A member of the USA Luge team works on his form in the Allied Aerospace Low Speed Wind Tunnel.

The start is the most important part of the race. It's the time when the slider is most in control, so his or her training can have the greatest affect on the outcome. Luge athletes build tremendous upper body strength for the start, when they'll propel themselves, their sled and any extra weights onto the course. Hand strength is also required for the start, when the slider paddles as quickly as possible for the first several feet of the course. Since a slider's body faces up to 5 g's during a run, he must be in overall excellent physical and mental condition to manage the 50-second attack on his body and his focus.
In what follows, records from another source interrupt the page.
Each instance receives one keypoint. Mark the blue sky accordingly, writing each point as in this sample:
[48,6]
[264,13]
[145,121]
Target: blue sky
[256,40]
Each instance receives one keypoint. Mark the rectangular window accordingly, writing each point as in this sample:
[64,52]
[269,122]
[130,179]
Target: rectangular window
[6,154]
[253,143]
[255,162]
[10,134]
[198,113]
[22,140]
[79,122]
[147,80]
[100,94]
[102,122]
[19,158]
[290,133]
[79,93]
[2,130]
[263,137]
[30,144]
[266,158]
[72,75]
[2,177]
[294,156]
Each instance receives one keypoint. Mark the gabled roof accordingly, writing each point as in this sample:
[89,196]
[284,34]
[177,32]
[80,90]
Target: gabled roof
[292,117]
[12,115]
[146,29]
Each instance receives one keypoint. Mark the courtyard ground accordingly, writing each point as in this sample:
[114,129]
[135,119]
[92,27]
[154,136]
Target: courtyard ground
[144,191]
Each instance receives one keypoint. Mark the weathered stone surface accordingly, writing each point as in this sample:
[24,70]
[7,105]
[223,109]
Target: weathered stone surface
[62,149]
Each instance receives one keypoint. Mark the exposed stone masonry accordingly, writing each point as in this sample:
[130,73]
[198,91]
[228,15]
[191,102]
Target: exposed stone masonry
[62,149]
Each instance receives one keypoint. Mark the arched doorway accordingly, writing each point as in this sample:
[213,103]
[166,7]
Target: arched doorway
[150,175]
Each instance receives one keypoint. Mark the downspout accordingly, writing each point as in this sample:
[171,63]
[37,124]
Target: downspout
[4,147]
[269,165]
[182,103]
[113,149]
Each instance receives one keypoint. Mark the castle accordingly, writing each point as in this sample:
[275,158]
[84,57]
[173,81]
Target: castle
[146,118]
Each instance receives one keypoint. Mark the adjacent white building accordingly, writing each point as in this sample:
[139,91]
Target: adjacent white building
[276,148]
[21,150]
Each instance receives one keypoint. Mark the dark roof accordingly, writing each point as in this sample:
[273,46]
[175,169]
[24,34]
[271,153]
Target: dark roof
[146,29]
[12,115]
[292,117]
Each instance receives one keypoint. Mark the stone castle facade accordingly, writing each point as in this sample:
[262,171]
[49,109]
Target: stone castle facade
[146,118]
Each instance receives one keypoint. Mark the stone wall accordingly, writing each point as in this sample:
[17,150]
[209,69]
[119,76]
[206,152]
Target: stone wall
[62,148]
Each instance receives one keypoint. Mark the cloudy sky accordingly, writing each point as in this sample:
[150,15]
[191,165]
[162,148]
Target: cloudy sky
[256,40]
In the summer months, luge athletes train hard to build upper body muscles through swimming, weight training and calisthenics. In the winter months, typical luge training includes practice runs every day. Sometimes, they'll practice only starts, developing strength, agility and technique. While the athletes are doing practice runs and starts, coaches are analyzing it all using footage from digital cameras and camcorders, specialized software and prior reports from athletes about what they're feeling on the course. Luge coaches have a deep understanding of sleds and luge physics, and they use the information they gather to make tiny adjustments to the sleds to maximize speed and control for each slider.

The training technology for the U.S. luge team includes:

  • Digital camcorders to record each run from start to finish
  • Six digital cameras placed at intervals on the track
  • Laptop computers
  • Dartfish sports-analyzing software

Luge training also involves sessions in wind tunnels, during which athletes figure out the form that achieves minimum aerodynamic drag. Monitors above the slider's head and at his feet display a number that represents the amount of drag he's experiencing. During the session, with wind blowing over and against him at 90 mph, the athlete makes minute adjustments to his position to lower the drag number.

Training for luge is about strength and precision, but a slider has to have a certain temperament, too. In a CBC interview, Chris Moffat of the Canadian Luge Team explains, "The fastest people are the people that are out of control. It's the fact that you're not always in control that's nice." In luge, adrenaline junkies win.